Devils games against the Rangers have historically been infiltrated by hordes of Rangers fans. Playoff games were generally no different. Their fanbase is that much larger, on the whole more wealthy, and while no New Yorker would admit it, Newark is fairly easy to get to. This game was different. There were relatively few Rangers fans. The Devils chants drowned the Rangers out easily. There was an energy running through that building, even in a nerve-wracking 3rd period of an elimination game. But to get the 1994 allegory perfectly accurate, the game couldn't end in the 3rd period. It needed overtime.
As a Devils fan, I have always feared overtime. I would think any hockey fan would fear overtime. Any play could spell the end. Any flip into the zone could end in disaster. Any blue line slap towards the net could get deflected ten times and find its way to the twine. Hockey is the fastest game, and within a blink of an eye, a game could end. For most of my memory, I've seen the Devils lose OT playoff games. During the last two rounds of that 2003 Cup run, the Devils went 0-4 in OT, losing twice each to Ottawa and Anaheim.
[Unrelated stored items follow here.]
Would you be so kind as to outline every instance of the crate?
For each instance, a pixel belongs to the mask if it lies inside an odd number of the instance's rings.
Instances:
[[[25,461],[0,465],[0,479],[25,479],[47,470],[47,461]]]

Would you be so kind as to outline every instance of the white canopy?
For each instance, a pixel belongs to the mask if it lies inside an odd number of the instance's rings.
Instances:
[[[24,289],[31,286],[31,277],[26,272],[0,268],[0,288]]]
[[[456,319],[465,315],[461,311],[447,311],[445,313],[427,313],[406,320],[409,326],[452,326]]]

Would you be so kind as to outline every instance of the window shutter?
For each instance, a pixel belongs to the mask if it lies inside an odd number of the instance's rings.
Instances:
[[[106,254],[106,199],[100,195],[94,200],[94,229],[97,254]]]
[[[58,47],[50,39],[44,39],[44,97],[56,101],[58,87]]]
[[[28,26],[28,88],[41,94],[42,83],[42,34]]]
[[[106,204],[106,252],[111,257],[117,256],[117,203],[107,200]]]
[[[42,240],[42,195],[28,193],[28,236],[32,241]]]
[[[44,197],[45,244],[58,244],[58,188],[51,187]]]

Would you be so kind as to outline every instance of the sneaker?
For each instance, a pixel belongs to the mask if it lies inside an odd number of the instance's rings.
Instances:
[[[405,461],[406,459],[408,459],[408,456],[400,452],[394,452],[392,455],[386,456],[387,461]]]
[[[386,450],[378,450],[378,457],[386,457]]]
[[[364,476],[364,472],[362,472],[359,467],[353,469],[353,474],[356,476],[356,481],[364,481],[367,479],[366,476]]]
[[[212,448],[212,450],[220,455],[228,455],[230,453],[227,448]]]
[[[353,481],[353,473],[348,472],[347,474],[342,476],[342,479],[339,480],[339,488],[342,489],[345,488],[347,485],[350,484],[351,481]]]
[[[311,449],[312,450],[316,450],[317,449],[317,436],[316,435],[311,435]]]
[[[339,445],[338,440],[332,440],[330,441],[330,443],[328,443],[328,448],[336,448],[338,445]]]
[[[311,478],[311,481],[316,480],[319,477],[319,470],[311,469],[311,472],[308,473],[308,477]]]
They lost key OT games to Carolina in 2006 and 2009. That all seemed to change in 2012. The Devils entered that game 3-1 in OT games, including back-to-back wins to finish off Florida in the 1st round. The stage was well set.
Luckily for my heart and sanity, the Devils ended it quickly. It was an innoucuous rush, but a mad one. Lexi Ponikarovsky flipped it on goal, players mauled Lundqvist, including Kovalchuk. The puck slipped through Hank's legs, and Adam Henrique smacked it into an open net. The OT lasted all of 1:15, and the Devils broke 18 years of demons in one moment. In that moment, the way that series ended, with the Rangers hopes dashed in OT when they had their best team since their Cup, and having my Devils do it to them, I honestly did not care if they won the Cup or not.
Being a fan of a clearly inferior team, from a fanbase and support level, is an interesting position to be in. Putting aside the Yankees, the Devils were clearly the best franchise in New York sports from 1995-2012. They won 3 Cups, made the Finals two more times, and made the playoffs all but one season. They were, in many senses, a dynasty. But they still had to play second fiddle to the Rangers. That will never change, but at least now they had one back on them. 1994 will never die. It was a seminal moment in the league's history, allowing Mark Messier to make and make good on his guarantee, and have his shaking, gleaming face holding the Cup be a moment splashed across all Cup montages from then until forever. But now we could answer 1994 with 2012, and that was all I could ask for.